Doesn't Chrome upload everything downloaded to VirusTotal (a Google product)?
> Doesn't Chrome upload everything downloaded to VirusTotal (a Google product)?
It doesn't, unless you opt for SafeSearch "Enhanced Protection" or enable "Help improve security on the web for everyone" in "Standard Protection". Both are off by default, IIRC. Without it, it periodically downloads what amounts to bloom filter of "potentially unsafe" URLs/domains.
On the other hand, GMail and GDrive do run the checks via VirusTotal, as far as we know - which means that OP case may have been caused by having some of the recipients having their incoming mail automatically scanned. It's similar for Microsoft version (FOPE users provide input for Defender Smart Screen), at least last time I checked.
What happens if it is a hit against the bloom filter / checksum? Would it transmit the URL so that it can be blocklisted?
https://developers.google.com/safe-browsing/v4/update-api#ch...
TL;DR is you download a chunk of SHA-256 hashes and check if the hash for your URL is there. There is of course the chance of collision but that is minuscule.
3 replies →
The hashes of all things that match a "probably evil" bloom filter, yes.
Hosting a virus on a domain and then downloading it a few times with different chrome installations sounds like a good way to get the whole domain blacklisted...
That's why user uploads are worth some thought and consideration. File uploads normally gets treated as a nuisance by developers because it can become kind of fiddly even when it works and you are getting file upload bugs from support.
It normally isn't that much of a challenge to mitigate the issues, but other things get priorities. Companies end up leaving pivots to XSS attacks and similar bugs too.
Google has a great service for this called Checksum. You upload a file checksum and it validates it against the database of all known bad checksums that might flag your website as unsafe. The pricing is pretty reasonable too and you can proxy file uploads through their service directly.
I'm actually not telling the truth but at what point did you realize that?
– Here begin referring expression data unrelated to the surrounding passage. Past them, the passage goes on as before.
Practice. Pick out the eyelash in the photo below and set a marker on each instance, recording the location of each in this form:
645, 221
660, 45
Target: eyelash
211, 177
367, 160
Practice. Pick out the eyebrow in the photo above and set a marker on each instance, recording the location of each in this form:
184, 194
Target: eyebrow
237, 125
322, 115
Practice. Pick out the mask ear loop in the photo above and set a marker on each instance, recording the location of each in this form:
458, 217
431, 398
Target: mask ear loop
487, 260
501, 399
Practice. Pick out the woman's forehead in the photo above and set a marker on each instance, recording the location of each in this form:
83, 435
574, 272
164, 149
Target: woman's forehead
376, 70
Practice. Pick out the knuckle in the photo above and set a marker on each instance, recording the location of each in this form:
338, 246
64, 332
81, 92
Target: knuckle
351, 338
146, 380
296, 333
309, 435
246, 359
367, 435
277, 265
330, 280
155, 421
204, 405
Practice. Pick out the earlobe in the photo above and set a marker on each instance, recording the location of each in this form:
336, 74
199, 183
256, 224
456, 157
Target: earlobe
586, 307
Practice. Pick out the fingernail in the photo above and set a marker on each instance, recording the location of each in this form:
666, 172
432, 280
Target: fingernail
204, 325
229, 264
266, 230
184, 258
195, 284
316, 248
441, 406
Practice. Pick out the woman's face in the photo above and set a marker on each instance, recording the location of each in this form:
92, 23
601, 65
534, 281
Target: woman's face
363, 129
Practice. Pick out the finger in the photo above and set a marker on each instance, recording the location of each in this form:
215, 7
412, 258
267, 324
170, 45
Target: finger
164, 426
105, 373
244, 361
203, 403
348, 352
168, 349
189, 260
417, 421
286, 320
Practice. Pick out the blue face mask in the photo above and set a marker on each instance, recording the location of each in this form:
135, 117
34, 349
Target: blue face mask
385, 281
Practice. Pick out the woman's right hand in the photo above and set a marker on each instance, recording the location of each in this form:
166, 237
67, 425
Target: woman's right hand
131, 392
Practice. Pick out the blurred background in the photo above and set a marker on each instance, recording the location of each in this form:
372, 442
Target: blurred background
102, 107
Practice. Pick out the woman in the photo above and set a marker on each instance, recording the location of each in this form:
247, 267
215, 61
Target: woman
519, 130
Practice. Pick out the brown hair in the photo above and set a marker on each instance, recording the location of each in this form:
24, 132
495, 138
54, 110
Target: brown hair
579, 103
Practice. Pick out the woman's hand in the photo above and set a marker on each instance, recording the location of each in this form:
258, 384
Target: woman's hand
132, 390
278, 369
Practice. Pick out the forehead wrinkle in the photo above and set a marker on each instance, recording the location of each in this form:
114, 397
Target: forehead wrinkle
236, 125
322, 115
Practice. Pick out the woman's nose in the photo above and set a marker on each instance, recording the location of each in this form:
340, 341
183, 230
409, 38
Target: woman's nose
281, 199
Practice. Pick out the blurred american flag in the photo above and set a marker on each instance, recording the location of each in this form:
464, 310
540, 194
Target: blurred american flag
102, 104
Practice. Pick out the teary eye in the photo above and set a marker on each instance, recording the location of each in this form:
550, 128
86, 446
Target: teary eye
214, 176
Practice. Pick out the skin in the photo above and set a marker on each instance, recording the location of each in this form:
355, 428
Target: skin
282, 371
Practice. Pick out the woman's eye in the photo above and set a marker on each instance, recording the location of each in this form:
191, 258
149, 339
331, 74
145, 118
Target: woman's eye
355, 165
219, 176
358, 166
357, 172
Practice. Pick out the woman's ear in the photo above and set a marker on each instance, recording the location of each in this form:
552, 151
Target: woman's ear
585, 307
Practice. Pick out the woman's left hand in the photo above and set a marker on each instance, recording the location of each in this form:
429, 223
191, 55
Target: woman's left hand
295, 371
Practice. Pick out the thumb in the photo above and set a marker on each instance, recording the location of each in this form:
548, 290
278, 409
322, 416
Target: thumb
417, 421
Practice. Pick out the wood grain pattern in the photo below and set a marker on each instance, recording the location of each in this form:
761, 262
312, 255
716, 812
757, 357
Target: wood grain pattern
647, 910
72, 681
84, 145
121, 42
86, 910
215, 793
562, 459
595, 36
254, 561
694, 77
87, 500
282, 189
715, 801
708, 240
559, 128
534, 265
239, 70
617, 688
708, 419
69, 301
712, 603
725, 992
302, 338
And what would be the implications if Google actually did release a service like this? It feels a bit like racketeering.
3 replies →
I wonder if that could be triggered even when the certificate chain is not validated... you could MITM yourself (for example, using Fiddler) and make Chrome think it's downloading files from the real origin. In that case, an attacker could do that from multiple IPs and force Google to flag your whole domain.
Why isn't Dropbox blacklisted? Too big?
Dropbox actually provides an unique domain for each and every user - and separates the UGC from the web front code and Dropbox own assets that way - that's where the files you preview/download are actually coming from. I have no doubt a fair number of those is blacklisted.
7 replies →
Sounds rather too resource-intensive? I've just tried with current Chrome on Windows and a 32MB zip on my personal domain, Wireshark says the file has not been sent anywhere.
I believe there are limits on the virus checking size. You can see this when trying to download really large files from Google drive (> 100mb)
https://developers.virustotal.com/v3.0/reference#files-scan
Seems I might have just hit the limit? ... Nope, 8.1MB zip file also wasn't sent anywhere.
Wouldnt it be more efficient to grab it in parallel to your download?
That only shifts the bandwidth cost between the original server and the user, Google's resources are unaffected. And it's not what GP claimed.
I just checked the nginx access logs - both the 32MB and the 8MB zip files have been accessed only once (both were created only for this experiment).